By TOM GODFREY
Marginalized Toronto men and women are being given a helping hand with new clothing, personal care products and even cell phones by a non-profit agency that helps them find jobs to get back on their feet.
Many of those helped are from the Caribbean and other countries and have undergone life-altering experiences and are rejoining the workforce.
Up to 600 job seekers annually, many who are new Canadians or women in transition, are taught interviewing skills and how to groom and present themselves during day-long workshops that are held three times a month at Windfall Basics, on Connell Court in Etobicoke.
Toronto image consultant, Cindy Roemer, has helped to groom and coach about 2,000 of the men and women as they prepare for job interviews.
Roemer, who is a Windfall program manager, helps the job seekers improve their etiquette, grooming and selection of proper business attire for interviews.
“We are the finishing school for many of them,” she told Share in an interview. “This is the final frontier for most of the people because they already have resumes and are ready to work.”
The “Suitable Impressions” workshop helps clients to improve their confidence, appearance and communication skills.
“People come here and we get them job ready,” said Roemer. “They leave here with more skills and confidence in themselves.”
After every workshop, clients can each choose six items of new work attire, personal care products and a cell phone with prepaid card given to them by Rogers Uptown Wireless to help in their job search.
“People are more empowered and have more confidence when they walk out of our door,” said Roemer. “A lot of them are new Canadians who are having a hard time finding jobs.”
The agency, which has been around for 22 years, distributes more than 900,000 items of clothing and basic needs each year that exceeds $28 million in value.
Windfall obtains new surplus clothing from major retailers due to changing stock, seasons or style.
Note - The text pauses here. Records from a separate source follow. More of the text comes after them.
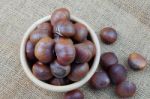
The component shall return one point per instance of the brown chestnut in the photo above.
(57, 81)
(64, 28)
(78, 71)
(81, 32)
(108, 35)
(45, 26)
(83, 53)
(108, 59)
(44, 50)
(38, 34)
(41, 71)
(91, 46)
(117, 73)
(136, 61)
(30, 50)
(100, 80)
(60, 14)
(58, 70)
(65, 51)
(126, 89)
(75, 94)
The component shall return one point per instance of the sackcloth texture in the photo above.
(131, 18)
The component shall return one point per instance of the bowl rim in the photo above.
(64, 88)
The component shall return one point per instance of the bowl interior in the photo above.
(65, 87)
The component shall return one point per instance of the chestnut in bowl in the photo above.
(63, 88)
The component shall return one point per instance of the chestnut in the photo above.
(44, 50)
(108, 59)
(38, 34)
(30, 50)
(81, 32)
(45, 26)
(64, 28)
(65, 51)
(41, 71)
(125, 89)
(57, 81)
(58, 70)
(60, 14)
(78, 71)
(75, 94)
(117, 73)
(99, 80)
(83, 53)
(108, 35)
(136, 61)
(91, 46)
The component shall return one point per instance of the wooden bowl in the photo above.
(64, 88)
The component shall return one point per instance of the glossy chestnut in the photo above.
(65, 51)
(45, 26)
(75, 94)
(100, 80)
(38, 34)
(57, 81)
(64, 28)
(81, 32)
(125, 89)
(117, 73)
(30, 50)
(108, 35)
(136, 61)
(91, 46)
(44, 50)
(83, 53)
(60, 14)
(108, 59)
(41, 71)
(78, 71)
(58, 70)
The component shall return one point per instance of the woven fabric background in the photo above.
(131, 18)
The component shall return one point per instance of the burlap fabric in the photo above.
(131, 18)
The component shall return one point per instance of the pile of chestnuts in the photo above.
(59, 53)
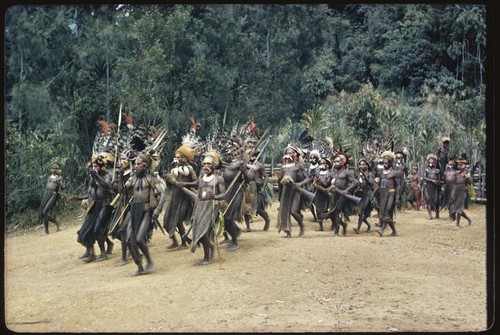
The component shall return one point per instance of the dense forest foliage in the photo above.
(356, 73)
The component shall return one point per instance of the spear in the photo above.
(117, 139)
(239, 172)
(251, 153)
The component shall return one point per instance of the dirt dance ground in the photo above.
(429, 278)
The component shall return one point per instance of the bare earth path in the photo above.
(429, 278)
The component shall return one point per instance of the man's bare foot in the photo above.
(302, 231)
(204, 262)
(174, 245)
(102, 257)
(89, 258)
(122, 262)
(233, 247)
(109, 250)
(148, 269)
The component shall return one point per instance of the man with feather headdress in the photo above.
(342, 183)
(233, 172)
(181, 204)
(211, 191)
(432, 188)
(144, 208)
(99, 209)
(388, 183)
(55, 184)
(256, 175)
(293, 175)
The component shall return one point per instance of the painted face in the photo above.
(387, 163)
(96, 167)
(179, 159)
(55, 170)
(124, 163)
(287, 159)
(363, 166)
(338, 163)
(140, 165)
(208, 167)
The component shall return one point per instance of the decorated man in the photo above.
(145, 207)
(55, 184)
(388, 186)
(415, 193)
(365, 187)
(256, 175)
(342, 183)
(432, 178)
(207, 221)
(292, 177)
(181, 203)
(321, 182)
(99, 210)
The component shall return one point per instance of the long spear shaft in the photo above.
(117, 139)
(239, 187)
(239, 172)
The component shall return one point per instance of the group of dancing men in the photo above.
(209, 194)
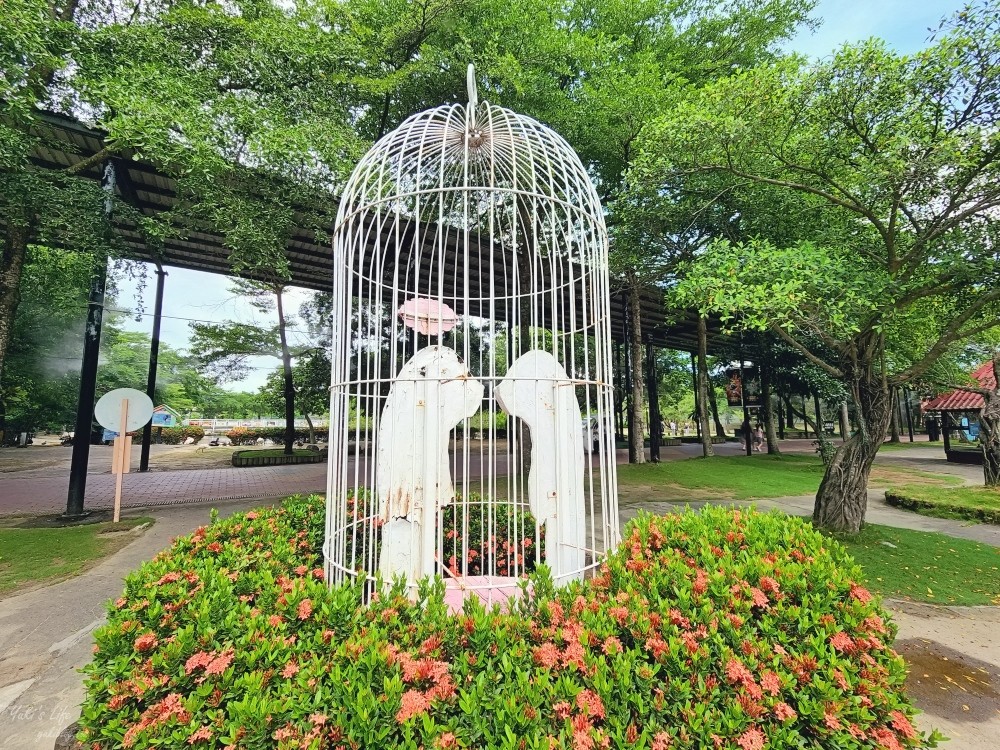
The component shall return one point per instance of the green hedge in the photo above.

That clothing is sorted and sent to a network of youth, men and women shelters across Toronto, where they are distributed free to the homeless or needy.
A large section of their 8,000-square-feet warehouse contains racks of new clothing and other gear that are donated to job seekers.
“A lot of the people we work with do find jobs,” said Roemer. “I would say more than 50 per cent of them get jobs in their fields.”
One woman, Yvonne, who is from Jamaica, was almost in tears after receiving a gift bag that contained health care products, cosmetics and some costume jewelry after a workshop.
“These are all expensive brand name clothes and makeup that we are getting,” she said excitedly. “Where else can we get these goods for free?”
Yvonne said she is getting her life back together after having to flee with her young children from an abusive relationship.
Julie Young, a program co-ordinator, said clients can attend talks by experts on personal finances, personal hygiene and health care.
“Every client receives more than $700 in clothing and personal care items when they leave,” she said. “They are empowered and pumped up when they leave.”
Members of the public are invited to visit Windfall to celebrate the fourth anniversary of the program on Friday, November 28 from 12:30 p.m. to 4 p.m.
The charity also operates Windfall Brides Boutique, which sells new wedding dresses at reduced prices and provides training to women in running a small business.
They are also involved in providing free winter jackets to keep children warm this winter.
Windfall has won awards from the Toronto Community Foundation and in 1996 was voted as one of the best business charity partnerships in Canada.
The non-profit also set a Guinness World Record in 2010 for the largest group of people in one location dressed as brides.